LastPass password manager that enables its customers to reduce the reuse of passwords online, by storing them in a single app, has said that hackers have a copy of consumer data, including names, email addresses, billing addresses and telephone numbers. The company CEO also says the data is encrypted and the threat actor may attempt to decrypt the copies of the data and may carry out phishing attacks.
LastPass CEO Karim Toubba says that they found in an investigation that an unknown threat actor accessed a cloud-based storage environment in August of 2022. At that time, the company said that no customer data was accessed, however, hackers stole some source code and technical information which was used to target another employee.
Hackers then obtained some credentials and keys which were “used to access and decrypt some storage volumes within the cloud-based storage service.”

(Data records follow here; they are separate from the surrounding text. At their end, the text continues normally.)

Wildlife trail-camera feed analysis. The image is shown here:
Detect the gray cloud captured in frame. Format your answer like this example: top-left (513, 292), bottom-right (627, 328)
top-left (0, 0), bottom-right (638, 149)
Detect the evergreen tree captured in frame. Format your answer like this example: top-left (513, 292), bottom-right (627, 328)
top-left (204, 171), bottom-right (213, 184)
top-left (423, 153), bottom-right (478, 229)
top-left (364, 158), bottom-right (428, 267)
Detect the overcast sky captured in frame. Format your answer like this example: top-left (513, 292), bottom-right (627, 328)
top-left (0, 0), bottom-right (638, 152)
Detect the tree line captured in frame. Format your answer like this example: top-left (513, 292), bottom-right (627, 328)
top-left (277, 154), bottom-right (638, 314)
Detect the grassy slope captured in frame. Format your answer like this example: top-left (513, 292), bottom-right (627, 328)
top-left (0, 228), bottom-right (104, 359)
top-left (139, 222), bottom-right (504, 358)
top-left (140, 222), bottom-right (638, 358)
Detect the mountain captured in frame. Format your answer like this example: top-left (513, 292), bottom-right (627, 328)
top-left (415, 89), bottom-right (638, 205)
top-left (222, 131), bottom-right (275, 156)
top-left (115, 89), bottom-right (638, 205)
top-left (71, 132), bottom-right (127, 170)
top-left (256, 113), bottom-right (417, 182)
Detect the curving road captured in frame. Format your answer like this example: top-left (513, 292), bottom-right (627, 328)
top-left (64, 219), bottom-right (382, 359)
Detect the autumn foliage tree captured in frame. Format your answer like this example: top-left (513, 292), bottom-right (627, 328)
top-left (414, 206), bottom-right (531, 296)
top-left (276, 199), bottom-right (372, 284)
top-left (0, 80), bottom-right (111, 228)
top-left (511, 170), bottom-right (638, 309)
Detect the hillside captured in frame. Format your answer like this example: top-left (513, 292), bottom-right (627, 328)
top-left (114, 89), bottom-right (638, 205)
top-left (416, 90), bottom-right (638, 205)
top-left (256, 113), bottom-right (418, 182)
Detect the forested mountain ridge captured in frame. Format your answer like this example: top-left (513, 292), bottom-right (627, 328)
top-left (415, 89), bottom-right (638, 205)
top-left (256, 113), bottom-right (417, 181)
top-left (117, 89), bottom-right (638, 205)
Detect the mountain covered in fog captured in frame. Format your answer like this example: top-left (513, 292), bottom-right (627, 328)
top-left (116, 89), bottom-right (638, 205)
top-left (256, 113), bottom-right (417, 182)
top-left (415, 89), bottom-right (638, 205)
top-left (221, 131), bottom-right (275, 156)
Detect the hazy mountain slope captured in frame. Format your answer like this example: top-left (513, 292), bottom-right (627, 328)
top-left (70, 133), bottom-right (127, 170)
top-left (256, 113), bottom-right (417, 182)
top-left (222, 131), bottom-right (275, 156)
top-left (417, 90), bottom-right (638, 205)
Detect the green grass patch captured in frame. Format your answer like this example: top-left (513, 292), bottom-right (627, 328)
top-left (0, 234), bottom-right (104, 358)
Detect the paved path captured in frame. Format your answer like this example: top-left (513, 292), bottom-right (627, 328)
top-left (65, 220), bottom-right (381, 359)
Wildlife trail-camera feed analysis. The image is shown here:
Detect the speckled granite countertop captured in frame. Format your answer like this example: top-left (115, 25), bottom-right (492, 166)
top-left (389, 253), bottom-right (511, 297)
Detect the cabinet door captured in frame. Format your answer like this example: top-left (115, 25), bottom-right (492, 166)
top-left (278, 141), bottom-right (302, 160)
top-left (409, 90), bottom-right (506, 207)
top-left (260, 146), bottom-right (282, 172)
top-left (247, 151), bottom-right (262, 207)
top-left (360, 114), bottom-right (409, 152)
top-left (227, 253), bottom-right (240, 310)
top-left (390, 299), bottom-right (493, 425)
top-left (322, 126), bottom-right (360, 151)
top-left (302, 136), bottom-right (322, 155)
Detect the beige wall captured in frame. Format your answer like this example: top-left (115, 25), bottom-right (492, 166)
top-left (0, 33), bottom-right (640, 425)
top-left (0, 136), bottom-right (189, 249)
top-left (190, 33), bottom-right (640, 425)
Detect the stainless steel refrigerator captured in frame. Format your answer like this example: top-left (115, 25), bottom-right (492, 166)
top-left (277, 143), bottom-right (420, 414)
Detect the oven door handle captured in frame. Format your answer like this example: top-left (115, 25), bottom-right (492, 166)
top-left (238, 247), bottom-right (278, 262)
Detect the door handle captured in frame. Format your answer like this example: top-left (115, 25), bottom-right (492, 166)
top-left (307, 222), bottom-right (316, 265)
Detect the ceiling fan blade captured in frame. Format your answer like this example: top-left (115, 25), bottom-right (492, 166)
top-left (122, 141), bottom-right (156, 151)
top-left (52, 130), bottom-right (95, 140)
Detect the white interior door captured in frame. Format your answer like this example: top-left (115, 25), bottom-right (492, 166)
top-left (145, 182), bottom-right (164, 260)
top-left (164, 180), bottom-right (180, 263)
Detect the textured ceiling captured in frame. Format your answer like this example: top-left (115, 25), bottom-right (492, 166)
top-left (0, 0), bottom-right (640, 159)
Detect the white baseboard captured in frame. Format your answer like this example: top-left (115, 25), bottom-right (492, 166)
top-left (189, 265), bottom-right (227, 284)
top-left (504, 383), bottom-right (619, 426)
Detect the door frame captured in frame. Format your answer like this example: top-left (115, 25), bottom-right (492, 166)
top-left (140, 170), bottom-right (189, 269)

What data has been copied?
With the help of the cloud storage access key and dual storage container decryption keys, “the threat actor copied information from a backup that contained basic customer account information and related metadata including company names, end-user names, billing addresses, email addresses, telephone numbers, and the IP addresses from which customers were accessing the LastPass service,” the CEO said in a blog post.
“The threat actor was also able to copy a backup of customer vault data from the encrypted storage container which is stored in a proprietary binary format that contains both unencrypted data, such as website URLs, as well as fully-encrypted sensitive fields such as website usernames and passwords, secure notes, and form-filled data,” Toubba said.
As per LastPass, the encrypted data is secured with 256-bit AES encryption and can only be decrypted with a unique encryption key derived from each user’s master password.

Phishing attack threat
LastPass has also warned that to get access to the encrypted copies of vault data, hackers may attempt to use “brute force” to guess the master password. “The threat actor may also target customers with phishing attacks, credential stuffing, or other brute force attacks against online accounts associated with your LastPass vault,” Toubba says.
LastPass also mentions that they have found no evidence that any unencrypted credit card data was accessed.